At the NAB, we are proud to represent more than 8,300 diverse radio and television stations across the United States, as well as broadcast networks. Our members are the backbone of our nation's communities, serving their listening and viewing audiences through public service initiatives, local news and public affairs programming, and vital community information – such as emergency warnings, severe weather alerts,

and AMBER alerts.

The National Association of Broadcasters advocates on behalf of all these stations

- large and small, urban and rural – before Congress, the Federal Communications

Commission and the general public. These stations employ nearly 250,000 hard working Americans, and reach nearly every household. Local radio and television broadcasters

provide a free, over-the-air service, keeping their communities - and your constituents informed and connected.

David K. Rehr holds an M.A. and Ph.D. in economics from George Mason University, as well as a B.S. in Business Administration from Saint John's University. He has nearly 25 years experience in regulatory and anti-trust issues. Previous experience includes serving as a professional staff member of the House Small Business Subcommittee on Antitrust and Restraint of Trade, director of federal government relations for the National Federation of Independent Business, and President of the National Beer Wholesalers Association.

The issue we are here to talk about today is of tremendous importance. It affects

not only the future of satellite radio in America, but portends great potential harm to the

American public and to the many benefits of free local radio broadcasting.

XM AND SIRIUS ARE ASKING FOR A GOVERNMENT SANCTIONED
MONOPOLY

As I explain below, the proposed merger of XM Radio Inc. and Sirius Satellite Radio Inc. must be rejected. Public policy should never allow one entity to acquire statesanctioned, monopoly control over the 25 MHz of spectrum allocated to satellite radio service. Such a merged entity would control several hundred channels of radio programming in every local market in this country without any realistic check on its ability to assert market power.
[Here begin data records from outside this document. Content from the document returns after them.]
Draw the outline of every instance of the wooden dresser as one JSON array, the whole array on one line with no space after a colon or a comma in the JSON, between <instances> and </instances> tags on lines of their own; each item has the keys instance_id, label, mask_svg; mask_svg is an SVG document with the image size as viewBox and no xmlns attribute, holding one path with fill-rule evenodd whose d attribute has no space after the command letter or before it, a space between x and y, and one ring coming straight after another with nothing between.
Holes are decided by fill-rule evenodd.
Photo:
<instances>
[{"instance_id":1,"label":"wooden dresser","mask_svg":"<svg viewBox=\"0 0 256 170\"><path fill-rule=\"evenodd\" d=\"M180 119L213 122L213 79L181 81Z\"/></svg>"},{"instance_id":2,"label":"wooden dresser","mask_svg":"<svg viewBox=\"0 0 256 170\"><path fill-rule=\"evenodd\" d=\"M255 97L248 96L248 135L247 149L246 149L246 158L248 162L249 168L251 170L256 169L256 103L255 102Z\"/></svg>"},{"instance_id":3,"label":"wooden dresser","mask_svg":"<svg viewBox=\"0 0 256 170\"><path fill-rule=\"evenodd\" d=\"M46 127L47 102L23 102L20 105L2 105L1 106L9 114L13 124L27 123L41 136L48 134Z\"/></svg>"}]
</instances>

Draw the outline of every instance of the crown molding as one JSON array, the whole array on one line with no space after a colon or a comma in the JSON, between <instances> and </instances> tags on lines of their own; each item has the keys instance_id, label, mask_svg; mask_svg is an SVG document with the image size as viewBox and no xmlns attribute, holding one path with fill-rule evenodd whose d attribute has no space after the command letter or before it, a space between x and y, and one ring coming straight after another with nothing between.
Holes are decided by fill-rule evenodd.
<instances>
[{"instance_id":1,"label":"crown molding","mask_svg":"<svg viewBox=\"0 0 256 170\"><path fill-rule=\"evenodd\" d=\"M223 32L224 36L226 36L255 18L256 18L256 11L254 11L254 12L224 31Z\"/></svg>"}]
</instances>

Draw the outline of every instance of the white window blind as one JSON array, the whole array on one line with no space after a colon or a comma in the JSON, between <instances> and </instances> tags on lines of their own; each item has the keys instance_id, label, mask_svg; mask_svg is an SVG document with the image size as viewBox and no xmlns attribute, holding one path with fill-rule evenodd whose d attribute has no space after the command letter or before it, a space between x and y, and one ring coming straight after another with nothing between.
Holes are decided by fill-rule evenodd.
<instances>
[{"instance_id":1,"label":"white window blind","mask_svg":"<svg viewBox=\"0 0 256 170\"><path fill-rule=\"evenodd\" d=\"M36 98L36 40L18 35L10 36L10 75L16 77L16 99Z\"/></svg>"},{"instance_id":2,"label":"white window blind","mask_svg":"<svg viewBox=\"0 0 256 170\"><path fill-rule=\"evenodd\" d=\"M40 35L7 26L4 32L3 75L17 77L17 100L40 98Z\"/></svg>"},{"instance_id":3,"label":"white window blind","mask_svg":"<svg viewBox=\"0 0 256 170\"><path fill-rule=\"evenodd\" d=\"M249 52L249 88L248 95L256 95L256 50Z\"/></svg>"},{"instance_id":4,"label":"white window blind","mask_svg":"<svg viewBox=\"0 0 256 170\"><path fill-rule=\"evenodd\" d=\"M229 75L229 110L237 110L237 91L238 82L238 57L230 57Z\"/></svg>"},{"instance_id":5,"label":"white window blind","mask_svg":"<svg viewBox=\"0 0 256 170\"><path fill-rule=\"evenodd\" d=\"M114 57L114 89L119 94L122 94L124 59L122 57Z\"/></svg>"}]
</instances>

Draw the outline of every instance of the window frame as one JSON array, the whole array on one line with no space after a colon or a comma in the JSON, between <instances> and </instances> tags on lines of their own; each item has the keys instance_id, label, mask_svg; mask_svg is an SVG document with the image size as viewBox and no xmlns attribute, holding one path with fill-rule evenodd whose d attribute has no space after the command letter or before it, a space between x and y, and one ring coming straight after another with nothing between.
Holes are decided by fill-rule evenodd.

One can easily see what XM and Sirius are really asking for here. They want the ability to set subscription prices for national satellite radio service without constraint from a competing service. They want to eliminate the need to compete with another national service provider to acquire programming and talent that wish to reach the national audio market. They want the ability to demand exclusive access to attractive programming, such as sporting events. And, they want to reduce the need to spend money on innovative service and equipment for consumers.

The downsides of a government sanctioned monopoly are clear. Monopolists have the ability to raise prices and discriminate. As we saw in the telephone world for many years, monopoly providers do not respond quickly to consumer needs and wants.